Molto numerosa ed ordinata fu la partecipazione delle Confraternite di Crevalcore, Castelvetro, Camposanto, Camurana, Cavezzo, San Pietro in Elda, Sassuolo e Modena. Compatta fu la partecipazione delle Confraternite di Nonantola, Redù, Bagazzano, Rubbiara, Gaggio, Recovato, Rastellino e Panzano. In tutto intervennero 76 Confraternite con 117 stendardi. Alle 10.30 venne celebrata la Santa Messa in canto gregoriano alla presenza di tutte le autorità ecclesiastiche, civili e militari. Dopo la Messa seguì la processione, a cui partecipò anche il Vescovo di Modena ed il Vicario dell’Abate commendatario cardinale Albani. Il corteo uscì dall’Abbazia accompagnato dalla banda musicale, si avviò verso la Partecipanza seguendo Via Prati.

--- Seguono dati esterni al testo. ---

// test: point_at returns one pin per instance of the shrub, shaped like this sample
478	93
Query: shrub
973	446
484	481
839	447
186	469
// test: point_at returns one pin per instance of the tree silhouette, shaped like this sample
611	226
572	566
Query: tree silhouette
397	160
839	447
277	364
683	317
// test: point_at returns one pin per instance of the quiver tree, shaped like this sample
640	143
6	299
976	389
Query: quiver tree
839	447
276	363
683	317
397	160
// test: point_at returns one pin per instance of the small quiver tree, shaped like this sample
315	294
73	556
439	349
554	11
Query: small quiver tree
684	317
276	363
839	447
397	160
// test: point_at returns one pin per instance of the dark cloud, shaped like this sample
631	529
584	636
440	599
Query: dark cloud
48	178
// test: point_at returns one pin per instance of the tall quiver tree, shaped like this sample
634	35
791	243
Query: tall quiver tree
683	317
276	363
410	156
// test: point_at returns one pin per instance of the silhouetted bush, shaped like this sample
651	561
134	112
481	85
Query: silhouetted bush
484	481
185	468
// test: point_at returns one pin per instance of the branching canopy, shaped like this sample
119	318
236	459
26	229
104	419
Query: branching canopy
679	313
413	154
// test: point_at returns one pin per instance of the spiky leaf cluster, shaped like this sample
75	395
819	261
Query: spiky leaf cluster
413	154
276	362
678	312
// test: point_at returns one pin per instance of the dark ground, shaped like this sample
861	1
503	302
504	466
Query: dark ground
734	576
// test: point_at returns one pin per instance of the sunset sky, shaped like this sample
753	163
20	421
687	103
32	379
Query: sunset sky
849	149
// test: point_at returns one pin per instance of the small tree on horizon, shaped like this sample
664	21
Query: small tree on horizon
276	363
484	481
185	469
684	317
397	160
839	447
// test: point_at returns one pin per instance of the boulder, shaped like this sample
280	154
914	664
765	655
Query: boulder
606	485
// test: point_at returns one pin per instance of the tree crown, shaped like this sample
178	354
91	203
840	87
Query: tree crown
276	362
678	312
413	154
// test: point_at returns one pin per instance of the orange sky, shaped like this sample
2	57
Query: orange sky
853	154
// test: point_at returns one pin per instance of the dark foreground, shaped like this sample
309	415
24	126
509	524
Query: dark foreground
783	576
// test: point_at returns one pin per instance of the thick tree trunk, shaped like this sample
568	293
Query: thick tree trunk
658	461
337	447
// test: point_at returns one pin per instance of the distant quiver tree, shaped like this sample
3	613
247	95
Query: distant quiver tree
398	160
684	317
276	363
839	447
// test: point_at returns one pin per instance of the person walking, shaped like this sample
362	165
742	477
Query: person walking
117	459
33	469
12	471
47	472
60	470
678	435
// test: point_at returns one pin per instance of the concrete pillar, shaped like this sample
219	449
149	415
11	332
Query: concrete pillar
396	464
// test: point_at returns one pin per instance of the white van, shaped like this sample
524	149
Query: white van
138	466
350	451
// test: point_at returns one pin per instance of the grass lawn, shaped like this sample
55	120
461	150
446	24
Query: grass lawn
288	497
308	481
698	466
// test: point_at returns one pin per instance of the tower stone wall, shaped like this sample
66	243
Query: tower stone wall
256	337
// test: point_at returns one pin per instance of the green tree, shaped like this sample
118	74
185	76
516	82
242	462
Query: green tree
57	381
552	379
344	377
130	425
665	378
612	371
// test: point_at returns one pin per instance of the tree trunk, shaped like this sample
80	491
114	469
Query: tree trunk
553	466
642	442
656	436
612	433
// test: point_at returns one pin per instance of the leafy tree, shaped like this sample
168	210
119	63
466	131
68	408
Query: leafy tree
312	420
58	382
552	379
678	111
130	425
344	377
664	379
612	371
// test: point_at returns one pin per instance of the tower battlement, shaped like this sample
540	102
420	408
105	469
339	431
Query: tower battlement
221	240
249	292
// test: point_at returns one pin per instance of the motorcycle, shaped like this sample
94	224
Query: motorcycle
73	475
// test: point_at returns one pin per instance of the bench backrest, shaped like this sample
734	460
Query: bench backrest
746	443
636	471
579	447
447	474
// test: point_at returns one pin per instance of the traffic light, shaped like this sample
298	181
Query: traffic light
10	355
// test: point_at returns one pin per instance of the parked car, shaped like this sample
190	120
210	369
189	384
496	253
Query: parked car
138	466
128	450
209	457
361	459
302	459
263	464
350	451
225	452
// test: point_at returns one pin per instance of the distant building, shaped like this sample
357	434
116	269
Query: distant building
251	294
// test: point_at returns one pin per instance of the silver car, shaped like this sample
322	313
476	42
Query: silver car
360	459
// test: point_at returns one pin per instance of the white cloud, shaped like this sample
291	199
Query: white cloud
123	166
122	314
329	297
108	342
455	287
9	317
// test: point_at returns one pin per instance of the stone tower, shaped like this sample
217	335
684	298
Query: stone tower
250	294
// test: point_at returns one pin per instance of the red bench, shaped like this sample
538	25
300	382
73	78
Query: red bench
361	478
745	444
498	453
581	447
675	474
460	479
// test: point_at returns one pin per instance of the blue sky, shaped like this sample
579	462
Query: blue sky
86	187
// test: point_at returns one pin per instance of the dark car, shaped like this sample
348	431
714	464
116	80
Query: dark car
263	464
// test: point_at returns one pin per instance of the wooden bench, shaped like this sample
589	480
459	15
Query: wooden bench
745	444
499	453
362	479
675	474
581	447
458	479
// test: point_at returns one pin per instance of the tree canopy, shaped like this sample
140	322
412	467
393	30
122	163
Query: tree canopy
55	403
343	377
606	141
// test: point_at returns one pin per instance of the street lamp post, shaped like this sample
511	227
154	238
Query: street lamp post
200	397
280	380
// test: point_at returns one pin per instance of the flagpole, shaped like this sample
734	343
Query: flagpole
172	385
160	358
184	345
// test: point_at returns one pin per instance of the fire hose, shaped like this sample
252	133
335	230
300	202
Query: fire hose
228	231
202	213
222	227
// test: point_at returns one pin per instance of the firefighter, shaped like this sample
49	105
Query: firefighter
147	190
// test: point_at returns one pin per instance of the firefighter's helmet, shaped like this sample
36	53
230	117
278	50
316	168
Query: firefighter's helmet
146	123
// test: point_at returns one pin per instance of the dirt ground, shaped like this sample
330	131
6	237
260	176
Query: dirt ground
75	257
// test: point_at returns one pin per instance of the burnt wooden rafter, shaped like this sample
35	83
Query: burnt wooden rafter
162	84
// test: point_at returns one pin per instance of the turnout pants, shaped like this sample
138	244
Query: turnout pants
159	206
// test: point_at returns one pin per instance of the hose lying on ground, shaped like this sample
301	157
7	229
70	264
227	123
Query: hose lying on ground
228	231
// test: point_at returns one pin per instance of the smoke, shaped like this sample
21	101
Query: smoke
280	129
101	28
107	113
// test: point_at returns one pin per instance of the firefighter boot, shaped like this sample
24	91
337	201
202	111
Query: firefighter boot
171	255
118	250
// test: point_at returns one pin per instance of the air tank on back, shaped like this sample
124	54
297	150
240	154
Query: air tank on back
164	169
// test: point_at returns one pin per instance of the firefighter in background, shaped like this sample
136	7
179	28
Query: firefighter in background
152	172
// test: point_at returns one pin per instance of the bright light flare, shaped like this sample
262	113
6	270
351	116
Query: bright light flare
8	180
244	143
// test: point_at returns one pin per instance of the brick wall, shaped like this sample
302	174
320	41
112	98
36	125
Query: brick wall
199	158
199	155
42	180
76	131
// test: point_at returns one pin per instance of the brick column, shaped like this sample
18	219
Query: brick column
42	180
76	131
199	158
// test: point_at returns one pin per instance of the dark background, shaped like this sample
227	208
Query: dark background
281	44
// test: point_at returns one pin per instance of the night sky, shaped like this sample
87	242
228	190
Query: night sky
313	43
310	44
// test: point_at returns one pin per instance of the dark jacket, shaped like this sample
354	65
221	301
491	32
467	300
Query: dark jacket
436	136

Giunto all’incrocio con Via Cantone si fece una sosta e venne impartita una prima benedizione col legno della Croce; poi, seguendo Via di Mezzo, si tornò in paese, dove venne data una seconda benedizione nella piazza centrale. Alle 14,30 il corteo giunse davanti all’Abbazia, e qui venne data una terza ed ultima benedizione. Fu allora che iniziò a scendere la pioggia, tra il giubilo dei partecipanti. Si calcolò che la folla intervenuta a Nonantola in quell’occasione superasse le tremila persone.

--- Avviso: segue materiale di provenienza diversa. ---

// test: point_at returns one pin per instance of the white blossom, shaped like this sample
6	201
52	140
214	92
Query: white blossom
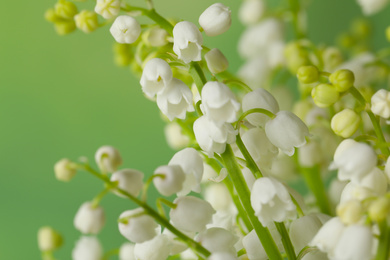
175	100
157	74
108	158
271	201
171	181
89	219
219	103
380	103
129	180
139	227
187	41
108	8
216	19
286	131
212	138
192	165
87	248
191	214
125	29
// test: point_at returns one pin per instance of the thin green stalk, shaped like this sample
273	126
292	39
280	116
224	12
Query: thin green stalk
242	189
286	240
151	212
384	241
314	181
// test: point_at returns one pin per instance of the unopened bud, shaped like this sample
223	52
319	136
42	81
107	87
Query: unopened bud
345	123
342	80
308	74
325	95
48	239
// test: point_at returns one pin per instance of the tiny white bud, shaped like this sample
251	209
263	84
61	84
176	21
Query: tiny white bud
125	29
216	19
129	180
89	219
108	158
216	61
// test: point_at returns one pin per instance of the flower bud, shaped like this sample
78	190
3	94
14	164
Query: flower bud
87	248
308	74
108	8
187	41
136	226
342	80
350	212
129	180
216	61
125	29
65	9
345	123
191	214
87	21
108	159
325	95
64	170
380	103
171	181
89	218
48	239
216	19
379	209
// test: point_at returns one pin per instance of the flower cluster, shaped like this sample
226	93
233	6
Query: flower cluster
242	140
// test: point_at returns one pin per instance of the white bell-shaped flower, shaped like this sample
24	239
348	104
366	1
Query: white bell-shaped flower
192	165
327	237
219	103
271	201
157	248
89	219
125	29
371	7
251	11
171	181
259	98
175	100
108	158
87	248
191	214
286	131
380	103
355	242
302	231
157	74
216	61
126	251
212	138
353	160
259	147
108	8
129	180
218	240
139	227
216	19
187	41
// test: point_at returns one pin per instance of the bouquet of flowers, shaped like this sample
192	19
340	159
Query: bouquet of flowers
295	112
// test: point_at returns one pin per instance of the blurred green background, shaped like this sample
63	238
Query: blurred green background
64	97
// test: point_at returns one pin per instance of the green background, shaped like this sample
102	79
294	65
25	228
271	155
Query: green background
64	97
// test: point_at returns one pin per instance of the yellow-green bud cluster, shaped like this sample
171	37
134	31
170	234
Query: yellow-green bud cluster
62	17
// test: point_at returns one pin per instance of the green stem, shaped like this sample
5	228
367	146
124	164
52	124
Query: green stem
160	219
384	241
314	181
198	76
242	189
286	240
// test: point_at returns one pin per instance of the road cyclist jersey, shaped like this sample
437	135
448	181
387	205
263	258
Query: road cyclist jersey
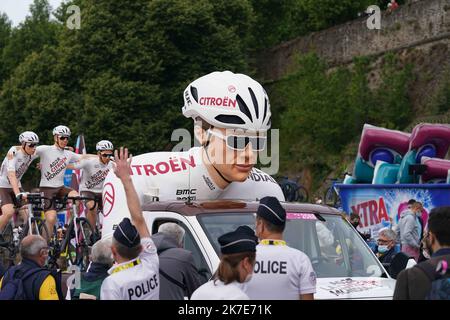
177	176
93	174
19	164
53	164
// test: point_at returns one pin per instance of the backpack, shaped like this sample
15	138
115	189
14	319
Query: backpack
13	287
438	273
89	287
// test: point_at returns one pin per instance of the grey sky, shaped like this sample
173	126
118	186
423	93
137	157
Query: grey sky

Oggi la stauroteca della Santa Croce è custodita nel Museo Benedettino e Diocesano d’Arte Sacra ed è esposta all’adorazione dei fedeli il 14 Settembre di ciascun anno, Festa dell’Esaltazione della Santa Croce, ed il Venerdì Santo, durante la Solenne Azione Liturgica della Passione del Signore, a cui segue una processione serale per le vie del centro storico di Nonantola.